Electron capture by FeIII and (FeO2) centres in haemoglobin, and the absence of subsequent electron transfer from (FeO2)– centres to FeIII. An electron spin resonance study
Abstract
Haemoglobin molecules containing FeIII and FeO2 porphyrin units have been exposed to 60Co γ-rays at 77 K. Electron ejection within the protein molecules is followed by efficient electron capture at both iron centres, giving a loss in the FeIIIg= 6 feature and a gain in features assigned to (FeO2)– units. Features in the g= 2 region of the spectrum are assigned to protein electron-loss centres. The results confirm that electrons in these proteins are mobile and relatively long-lived, despite their ability to react with amide groups and various side groups. Furthermore, a method is developed which gives relative yields of the FeII and (FeO2)– units with considerable accuracy and it is concluded that e– capture by FeO2 is ca. 2.5 times as probable as capture by FeIII. Also, storage at 77 K for several months resulted in no detectable intramolecular electron transfer to give FeO2 and FeII units despite the resultant gain in stability.
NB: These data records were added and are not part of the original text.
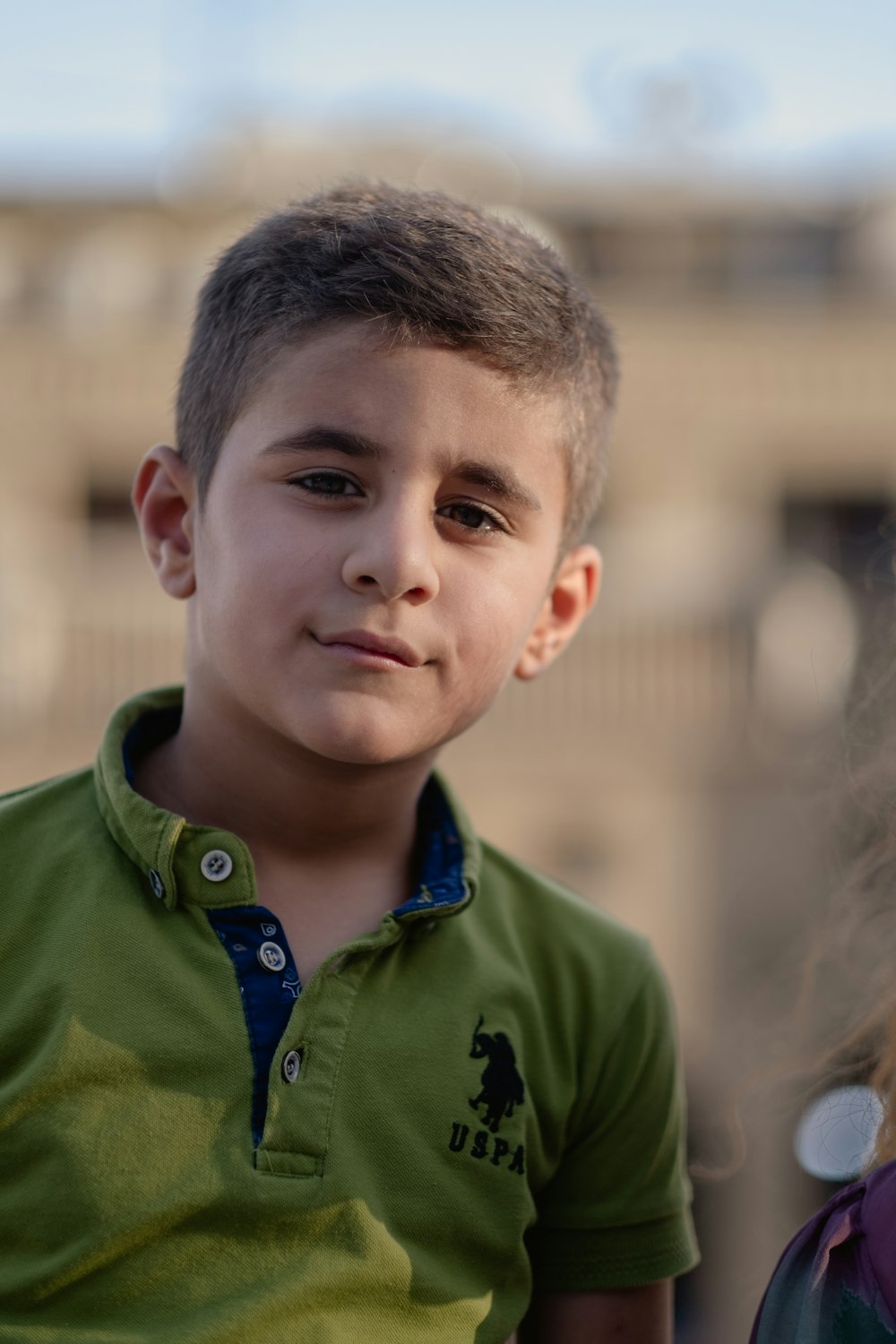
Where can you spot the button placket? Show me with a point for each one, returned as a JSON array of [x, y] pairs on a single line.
[[217, 866], [292, 1066]]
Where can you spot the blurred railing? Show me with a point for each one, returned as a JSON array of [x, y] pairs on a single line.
[[634, 674]]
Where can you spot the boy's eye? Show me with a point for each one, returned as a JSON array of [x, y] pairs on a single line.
[[325, 483], [473, 516]]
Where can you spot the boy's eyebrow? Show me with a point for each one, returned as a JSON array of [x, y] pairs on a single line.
[[500, 480], [327, 435]]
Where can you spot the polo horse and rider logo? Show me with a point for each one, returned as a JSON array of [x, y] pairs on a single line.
[[501, 1085]]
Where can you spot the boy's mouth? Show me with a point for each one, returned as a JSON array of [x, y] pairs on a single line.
[[362, 645]]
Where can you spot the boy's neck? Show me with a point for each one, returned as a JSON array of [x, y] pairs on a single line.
[[290, 806]]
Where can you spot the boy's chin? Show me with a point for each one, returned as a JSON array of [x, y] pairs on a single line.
[[368, 749]]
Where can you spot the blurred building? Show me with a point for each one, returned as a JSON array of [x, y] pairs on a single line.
[[664, 766]]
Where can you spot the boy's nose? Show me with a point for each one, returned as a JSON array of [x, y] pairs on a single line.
[[395, 556]]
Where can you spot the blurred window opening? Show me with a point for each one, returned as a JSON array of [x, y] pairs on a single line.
[[109, 504], [852, 535]]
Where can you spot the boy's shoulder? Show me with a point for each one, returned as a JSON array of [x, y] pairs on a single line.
[[568, 937], [31, 801], [46, 822]]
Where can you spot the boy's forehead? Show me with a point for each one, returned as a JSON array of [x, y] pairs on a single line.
[[360, 378]]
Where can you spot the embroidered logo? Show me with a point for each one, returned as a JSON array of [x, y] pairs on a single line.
[[500, 1090]]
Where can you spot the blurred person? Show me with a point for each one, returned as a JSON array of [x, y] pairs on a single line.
[[836, 1279], [287, 1051]]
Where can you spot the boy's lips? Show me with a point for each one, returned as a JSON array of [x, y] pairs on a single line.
[[365, 642]]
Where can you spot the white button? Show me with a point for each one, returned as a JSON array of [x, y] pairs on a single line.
[[217, 866], [271, 956], [292, 1066]]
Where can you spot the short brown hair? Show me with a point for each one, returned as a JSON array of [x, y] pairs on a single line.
[[430, 269]]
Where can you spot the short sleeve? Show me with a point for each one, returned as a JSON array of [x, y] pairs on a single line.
[[616, 1212]]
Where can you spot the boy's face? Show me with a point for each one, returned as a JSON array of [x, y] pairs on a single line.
[[378, 548]]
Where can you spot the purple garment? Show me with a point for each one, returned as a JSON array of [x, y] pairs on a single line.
[[836, 1281]]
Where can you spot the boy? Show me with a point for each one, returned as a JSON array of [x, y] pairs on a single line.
[[287, 1053]]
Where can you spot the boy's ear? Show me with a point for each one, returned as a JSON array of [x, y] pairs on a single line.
[[164, 502], [573, 594]]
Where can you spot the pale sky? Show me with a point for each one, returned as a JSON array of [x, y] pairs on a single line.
[[107, 89]]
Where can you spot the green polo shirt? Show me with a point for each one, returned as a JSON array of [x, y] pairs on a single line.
[[474, 1096]]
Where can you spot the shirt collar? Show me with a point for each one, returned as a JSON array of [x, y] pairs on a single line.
[[169, 849]]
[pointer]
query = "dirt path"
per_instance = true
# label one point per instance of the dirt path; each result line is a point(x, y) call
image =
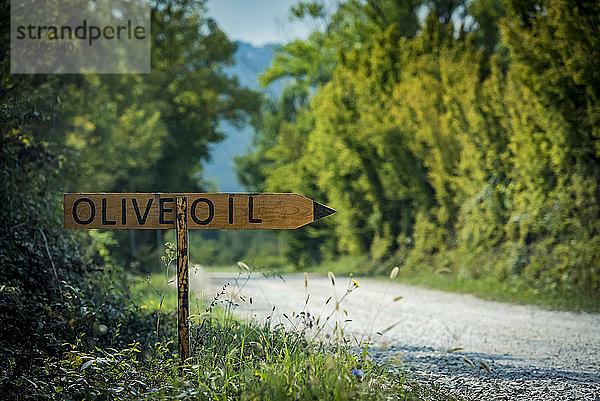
point(500, 351)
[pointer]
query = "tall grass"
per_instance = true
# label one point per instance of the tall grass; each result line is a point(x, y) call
point(232, 359)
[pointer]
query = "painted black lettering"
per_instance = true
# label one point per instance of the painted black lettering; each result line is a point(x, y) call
point(123, 211)
point(211, 211)
point(105, 220)
point(141, 220)
point(162, 210)
point(251, 218)
point(92, 213)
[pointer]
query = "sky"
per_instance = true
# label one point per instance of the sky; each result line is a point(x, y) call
point(259, 21)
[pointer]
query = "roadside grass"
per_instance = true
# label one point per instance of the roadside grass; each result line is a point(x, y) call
point(232, 359)
point(486, 288)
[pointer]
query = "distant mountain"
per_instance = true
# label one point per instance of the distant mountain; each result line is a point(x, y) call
point(250, 61)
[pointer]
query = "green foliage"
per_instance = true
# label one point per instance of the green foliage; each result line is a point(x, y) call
point(230, 360)
point(467, 141)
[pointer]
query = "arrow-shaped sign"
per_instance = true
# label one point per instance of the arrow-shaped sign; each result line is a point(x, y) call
point(189, 211)
point(205, 210)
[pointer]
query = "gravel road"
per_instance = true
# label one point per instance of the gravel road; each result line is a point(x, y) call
point(472, 348)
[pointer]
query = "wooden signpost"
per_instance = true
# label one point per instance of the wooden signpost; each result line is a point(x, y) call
point(185, 211)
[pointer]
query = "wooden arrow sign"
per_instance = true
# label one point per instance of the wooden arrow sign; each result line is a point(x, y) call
point(189, 211)
point(204, 211)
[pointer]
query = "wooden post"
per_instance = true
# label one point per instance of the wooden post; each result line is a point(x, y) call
point(182, 279)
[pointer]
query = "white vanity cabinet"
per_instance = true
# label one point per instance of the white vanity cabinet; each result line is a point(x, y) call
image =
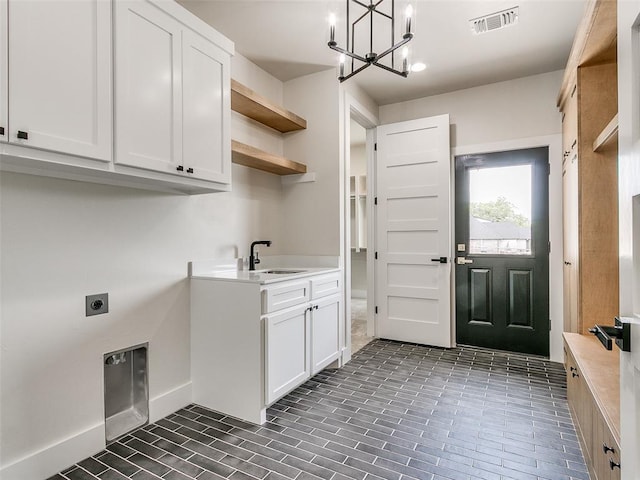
point(172, 93)
point(55, 76)
point(303, 339)
point(252, 342)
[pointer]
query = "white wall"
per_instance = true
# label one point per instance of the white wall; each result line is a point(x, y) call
point(311, 211)
point(61, 240)
point(507, 115)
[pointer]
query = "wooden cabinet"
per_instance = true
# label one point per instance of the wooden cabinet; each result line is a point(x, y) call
point(59, 72)
point(172, 95)
point(588, 101)
point(594, 400)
This result is contrasted with a recent study involving electron transfer from 3ZnII to FeIII in Zn–Fe hybrids, which occurs quite rapidly at 77 K (kt≈ 0.8 s–1). We conclude that in our case electron-transfer rates are greatly reduced because the energy difference is smaller than for the 3ZnII case. Various alternatives based on non-statistical distribution of O2 in the protein tetramers are considered, but we conclude that these cannot explain the different results. Reasons for the greater ease of electron-addition to FeO2 units relative to FeIII units are discussed. The electron-loss centres are identified as nitrogen-centred radicals, formed from the peptide backbone by proton transfer to carbonyl oxygen atoms. That these centres become rapidly immobilized is established by the fact that when pure deoxyhaemoglobin (FeII) is irradiated, there is no detectable formation of FeIII units. From an analysis of the β-proton hyperfine coupling in these N-centred radicals it is shown that the majority must be formed within the α-helical regions of this protein, the conformations requiring that A(βH)≈ 38 G. However, a considerable number are formed in random-coil regions; these give small β-proton splittings.